By understanding your market rate, you can craft a strong bargaining position.
2. Set a baseline, but be ambitious
Once you have a decent clue of your baseline, look at how you can improve it.
Use the data you gathered to identify your minimum salary requirements, and then brainstorm several versions of it.
You should start with the baseline and then see where tweaks can be made to make it more appealing.
When working out the details of a deal, it’s essential to set a top goal. It’s also important to remember your baseline parameters.
Once you’ve established that, you can fix the bar higher and forge ahead.
3. Rehearse your talking points
Before speaking with a prospective boss, there are several things you can do. Your friend is a great way to practice your talking points.
It’s imperative to hit the ground running when you reach out to a new employer.
Let your friend play the role of the interviewer and present your best ways to sell yourself.
You need to practice your responses. It’s an excellent ct to practice your speaking skills and prepare for salary negotiations.
4. Take your time
If you’re not sure about accepting an offer, take the time to consider it. If you’re offered a contract, ask for a very flexible and short hiring period. There is no embarrassment in asking for more time to consider.
For instance, Derek Sanderson, a former professional hockey player who had a contract negotiation in the early 1970s, was quiet at the bargaining table, allowing him to land a better deal than he initially thought.
Inaction is a negotiation strategy that will yield a favourable outcome and increase your leverage in the long run.
Don’t rush to accept the first offer on the table. Take time to evaluate the pay level of the position. If the salary is too low, ask for a counteroffer.
Research your company’s compensation levels in advance and know-how to negotiate salary based on job requirements.
5. Don’t bargain against yourself
When a company tries to make a lowball bid, it isn’t always that the company is looking for a lower wage.
They may bargain for a lower salary in these situations, but with the expectation that they will provide you with a better package in the future.
If you’re willing to work toward an agreement, but you’re not completely happy with the job offer, at least let your hiring manager know.
This will make him or her more willing to go back to you if you’re unhappy with the job.
6. Think of the whole package
Money is only part of the story.

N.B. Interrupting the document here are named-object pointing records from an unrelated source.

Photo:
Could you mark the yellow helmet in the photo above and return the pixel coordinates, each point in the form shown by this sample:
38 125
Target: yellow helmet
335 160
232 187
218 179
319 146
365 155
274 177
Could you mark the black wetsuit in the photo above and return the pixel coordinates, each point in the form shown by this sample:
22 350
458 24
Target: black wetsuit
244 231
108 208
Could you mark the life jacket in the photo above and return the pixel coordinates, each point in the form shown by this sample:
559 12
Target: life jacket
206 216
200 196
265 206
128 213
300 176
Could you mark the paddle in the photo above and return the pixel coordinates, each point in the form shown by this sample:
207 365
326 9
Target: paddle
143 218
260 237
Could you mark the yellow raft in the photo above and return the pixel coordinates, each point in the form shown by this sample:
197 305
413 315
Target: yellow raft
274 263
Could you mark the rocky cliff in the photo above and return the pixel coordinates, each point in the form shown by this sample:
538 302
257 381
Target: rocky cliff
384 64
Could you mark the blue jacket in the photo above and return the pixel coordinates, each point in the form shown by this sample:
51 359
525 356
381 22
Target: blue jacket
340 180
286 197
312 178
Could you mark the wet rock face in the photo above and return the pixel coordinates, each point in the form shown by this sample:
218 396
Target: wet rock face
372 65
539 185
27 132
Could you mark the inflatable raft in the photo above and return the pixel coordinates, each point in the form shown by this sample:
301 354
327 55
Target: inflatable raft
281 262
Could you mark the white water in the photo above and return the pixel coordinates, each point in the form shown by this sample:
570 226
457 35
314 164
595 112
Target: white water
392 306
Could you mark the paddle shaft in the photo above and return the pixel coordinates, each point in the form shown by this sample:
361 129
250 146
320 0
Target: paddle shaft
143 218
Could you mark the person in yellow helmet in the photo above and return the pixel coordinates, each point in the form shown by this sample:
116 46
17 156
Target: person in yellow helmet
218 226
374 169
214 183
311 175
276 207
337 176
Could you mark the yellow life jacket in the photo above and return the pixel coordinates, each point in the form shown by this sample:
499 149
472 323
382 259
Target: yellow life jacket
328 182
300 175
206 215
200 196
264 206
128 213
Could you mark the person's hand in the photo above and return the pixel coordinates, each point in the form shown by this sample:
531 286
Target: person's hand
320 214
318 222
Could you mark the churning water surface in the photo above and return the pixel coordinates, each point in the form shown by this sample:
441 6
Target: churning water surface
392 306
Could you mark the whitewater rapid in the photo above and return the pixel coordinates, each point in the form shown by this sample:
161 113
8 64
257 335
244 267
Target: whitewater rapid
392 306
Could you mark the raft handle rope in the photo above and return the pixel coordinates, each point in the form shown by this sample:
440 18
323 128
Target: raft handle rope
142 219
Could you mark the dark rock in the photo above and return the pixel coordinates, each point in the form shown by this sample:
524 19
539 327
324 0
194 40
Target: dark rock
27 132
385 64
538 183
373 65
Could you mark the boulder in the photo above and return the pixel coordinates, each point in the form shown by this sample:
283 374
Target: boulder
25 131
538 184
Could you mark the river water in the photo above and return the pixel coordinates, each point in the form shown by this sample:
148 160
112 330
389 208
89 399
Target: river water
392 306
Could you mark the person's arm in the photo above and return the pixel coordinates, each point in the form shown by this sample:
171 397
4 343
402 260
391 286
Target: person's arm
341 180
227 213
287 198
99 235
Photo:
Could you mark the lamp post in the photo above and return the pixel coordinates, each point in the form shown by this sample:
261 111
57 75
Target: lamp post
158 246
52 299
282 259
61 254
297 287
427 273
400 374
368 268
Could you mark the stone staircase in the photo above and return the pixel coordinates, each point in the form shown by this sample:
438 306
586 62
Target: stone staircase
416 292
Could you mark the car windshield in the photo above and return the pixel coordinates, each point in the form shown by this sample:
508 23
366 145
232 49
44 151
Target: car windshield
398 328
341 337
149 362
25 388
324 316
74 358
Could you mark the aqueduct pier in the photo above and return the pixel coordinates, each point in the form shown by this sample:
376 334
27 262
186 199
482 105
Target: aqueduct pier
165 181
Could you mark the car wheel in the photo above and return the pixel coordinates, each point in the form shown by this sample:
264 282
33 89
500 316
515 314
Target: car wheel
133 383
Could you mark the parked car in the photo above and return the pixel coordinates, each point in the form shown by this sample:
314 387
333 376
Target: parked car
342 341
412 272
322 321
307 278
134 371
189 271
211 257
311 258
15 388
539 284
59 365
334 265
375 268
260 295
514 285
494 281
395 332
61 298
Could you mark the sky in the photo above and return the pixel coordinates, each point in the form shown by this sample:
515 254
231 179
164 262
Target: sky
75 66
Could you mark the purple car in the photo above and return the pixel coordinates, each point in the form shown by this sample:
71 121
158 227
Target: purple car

While many companies are profitable, some may not have the quality employees, perks, or culture you want. Dig deeper and find the company that’s right for you.
If a job doesn’t offer a generous raise, other options might be available. Consider different ways to sweeten the deal, including bonuses and flexible work schedules.
Your salary doesn’t reflect your true worth. With some preparation and a solid strategy, you can advocate for your right and secure a compensation package that’s healthy for your career and your company.